As if reflecting April’s magical mutations, the sky also undergoes a radical makeover this month. The brilliant winter constellations now plummet into the west, consumed by the crepuscular fires of ever-later sunsets.
With dusk advancing rapidly, and the stars marching into the west four minutes earlier per night, it was forever destined that the two opposing armies would meet headlong each spring. The effect of this lopsided confrontation is to plunge Orion and his friends into the western twilight like lemmings.
April opens with Orion conspicuous at nightfall, but ends with the ancient Hunter low and setting. In his place stand the dim constellations of spring: a murkiness caused by our orientation away from the plane of the Milky Way. We now peer into the yawning nothingness of intergalactic space.
Because our galaxy is pancake-flat – only some 600 light-years thick by a whopping 100,000 light-years long – there’s not much to see when we look through the thin section, as we do when gazing up these nights.
Just two bright stars call the spring sky their home. Both are easily found by following the Big Dipper’s handle – itself easy to find because the Dipper now hovers at its highest of the year: virtually overhead in the early part of each night. You “Arc to Arcturus,” as the old saying goes, and then follow that arc much farther to dimmer blue Spica of Virgo.
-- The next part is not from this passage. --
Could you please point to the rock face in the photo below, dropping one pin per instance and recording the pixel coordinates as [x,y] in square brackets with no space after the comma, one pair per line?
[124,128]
This year, two bright planets add a bit of gaiety: At nightfall, Mars is bright and orange in the southeast, while even-brighter Jupiter dominates the west as the most brilliant “star” in the sky. This is truly astronomy made easy.
Mars happens to mark the direction to the nearest major group of galaxies, some 50 million light-years away: It’s the famous Virgo Cluster. Whenever you see striking photos of spiral galaxies, there’s a good chance that it’s an official card-carrying member of that grouping of 5,000 galaxies. Despite these thousands of cities of suns in that region of the April heavens, the area merely shows up as a dark patch of celestial real estate. Those who can find it – centered near but far behind Mars – have an excellent week for telescopic observations, as the Moon doesn’t rise these nights until after midnight.
So, pushing up from the earth, crocuses and tulips are bathed each night by faint photons of light that have traveled for eons from faraway empires. Too weak to nourish the emerging life of spring, they give the gift of wonder to the handful of humans who point telescopes into that darkest district of the April heavens.